In Putin’s new presidential term, it would be quite logical to proclaim the protection of tradition — in Russia and worldwide, including the West — as his main ideological mission. Vladimir Putin is already seen by humanity as a great leader playing this role, heroically resisting Western hegemony. Now is the time to declare Russia’s global mission, consisting of protecting civilisations and their traditional values. Enough of playing along with the West and using its strategies, terms, protocols, and criteria. Civilisational sovereignty consists of each nation having the full right to accept and reject any external directives and to develop in its own unique way, regardless of someone else’s dissatisfaction.

Recently, on 7 May, the British newspaper The Mirror declared ten words from President Putin’s inauguration speech a ‘chilling threat to the West’. These words were: ‘The destiny of Russia will be determined by ourselves only.’ Any hint of sovereignty is perceived by the West as a declaration of war. Russia has embraced this and is ready to support all those who will stand as decisively for their sovereignty as it does.

Of course, each civilisation has its own traditional values. But today, all of them are under attack from one aggressive, intolerant, deceitful, and perverse civilisation, which wages a ruthless war against any tradition — against tradition as such. In such a situation, Putin’s Russia can openly declare itself the bearer of the opposite mission — to become the defender of tradition and normality, continuity and identity.

In the 20th century, Russia’s influence in the world was primarily based on the leftist movement. But today, it has gradually faded away — either absorbed by liberalism or exhausted itself (with rare exceptions, often allied with anti-colonial conservative trends). Now it is time to bet on conservatives and supporters of civilisational identities. And so, a new slogan is born: Traditionalists of all countries, unite!

We should not be shy, ashamed, or conceal this. The more confidently we embark on this path, the faster and more reliably our influence in the world will grow. Having chosen an orientation towards multipolarity, we must be consistent in this.

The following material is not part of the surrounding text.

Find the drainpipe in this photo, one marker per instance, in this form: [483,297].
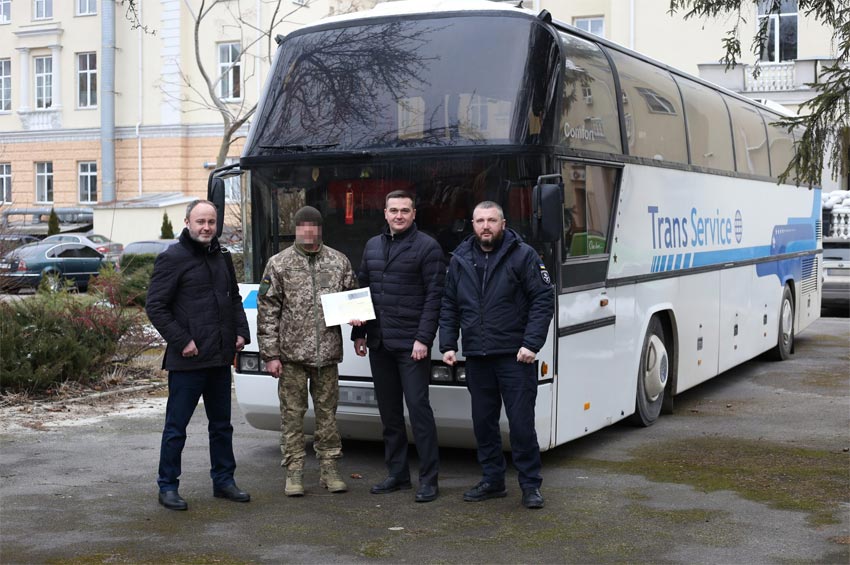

Everyone already considers Putin a key figure in the conservative revival. It is time to proclaim this openly. Criticism from the West is inevitable in any case, but now the decisive factors in relations with it are entirely different. And our allies — actual and potential — will support Russia with new vigour. They will clearly understand our far-reaching goals and objectives. They will trust us and, without any doubt or hesitation, begin to build a fair and balanced world together with us in the interests of greater humanity.